One hot southern lit mag mess

Josh Spilker

VQR  virginia quarterly review

VQR was a publishing success story. Via LA Times.

Though the summer is unofficially-officially over now, there's still a hot mess lingering at the University of Virginia and their lit mag, the Virginia Quarterly Review.

Usually, lit mags don't cause any stir whatsoever except for the stroking of egos on English Department couches.

But this one is different, because in the past five years The Virginia Quarterly Review has “arrived” as the parlance goes. This particular mag got a new editor in 2003, who sought to “turn things around” and burned through some cash to bring the magazine national prominence. A bunch of glossy, colored pages later and several non-fiction stories on social policy issues and wars, The Virginia Quarterly Review netted some hefty hardware, taking home national magazine awards for a magazine under 100,000 subscribers and also beating out the likes of The New Yorker and The Atlantic for fiction.

This was masterminded by Ted Genoways a young-ish, brash-ish editor who was once viewed as a savior of literary magazines, but is now becoming a pariah.

What caused the bottom to fall out? His managing editor, Kevin Morrissey, committed suicide in late July and there's been some controversy over whether Genoways “bullied” Morrissey or not in his workplace performance.

According to this excellent Hook article, Morrissey felt that Genoways was too demanding and demeaning in when and how to deal with a staff editing a magazine. On Morrissey's bedside table found after he died: A book on how to deal with narcissistic personalities in the workplace. Yikes.

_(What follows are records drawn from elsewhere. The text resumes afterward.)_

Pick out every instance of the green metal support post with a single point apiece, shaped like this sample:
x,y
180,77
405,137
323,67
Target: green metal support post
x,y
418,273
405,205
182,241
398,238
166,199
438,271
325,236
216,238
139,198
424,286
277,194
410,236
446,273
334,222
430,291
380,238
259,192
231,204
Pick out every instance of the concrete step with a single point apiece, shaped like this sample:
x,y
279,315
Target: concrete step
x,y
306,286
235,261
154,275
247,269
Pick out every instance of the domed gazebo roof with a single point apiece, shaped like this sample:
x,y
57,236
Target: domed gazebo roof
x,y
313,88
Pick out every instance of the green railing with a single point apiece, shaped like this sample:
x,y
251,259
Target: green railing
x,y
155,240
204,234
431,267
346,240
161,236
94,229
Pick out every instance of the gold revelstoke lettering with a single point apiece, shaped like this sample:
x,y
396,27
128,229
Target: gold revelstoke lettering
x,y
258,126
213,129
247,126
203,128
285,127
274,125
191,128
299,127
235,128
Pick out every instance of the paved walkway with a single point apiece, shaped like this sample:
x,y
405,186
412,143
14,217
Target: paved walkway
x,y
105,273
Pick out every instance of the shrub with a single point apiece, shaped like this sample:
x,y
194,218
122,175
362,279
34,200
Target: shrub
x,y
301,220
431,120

Adding intrigue to insult is the fact that Genoways started palling around with a young, rich female “intern”-slash-liaison who began to take all of Genoways' attention and usurp the traditional structure of the staff.

Yikes. You know it's a big deal when The Today Show picks it up.

No doubt this is a sad and tragic situation for all those involved. Everyone has to be asking–how did it come to this? Finding the next Faulkner or Robert Penn Warren or whichever other southern genteel writer shouldn't be this big of a deal. Take a break. Take a hike. Genoways can't put out a magazine himself (well, I guess he could…) but it's not a great experience unless he experiences it with others. (Read The Hook article for how he tried to divert attention away from
Morrissey when telling the staff about the death of Morrissey. And oh
yes, he didn't attend Morrissey's memorial service).

Then again, Genoways sounds like an egomaniac. One who deems himself more important than he is. Maybe he's in the right profession. Self-inflating your worth is what publishing is all about these days.

No doubt Genoways will have some type of true-crime mystery thriller to come out of this.

For now, the doors are locked at VQR and there are two different versions of the fall issue. Two sides to every story, of course.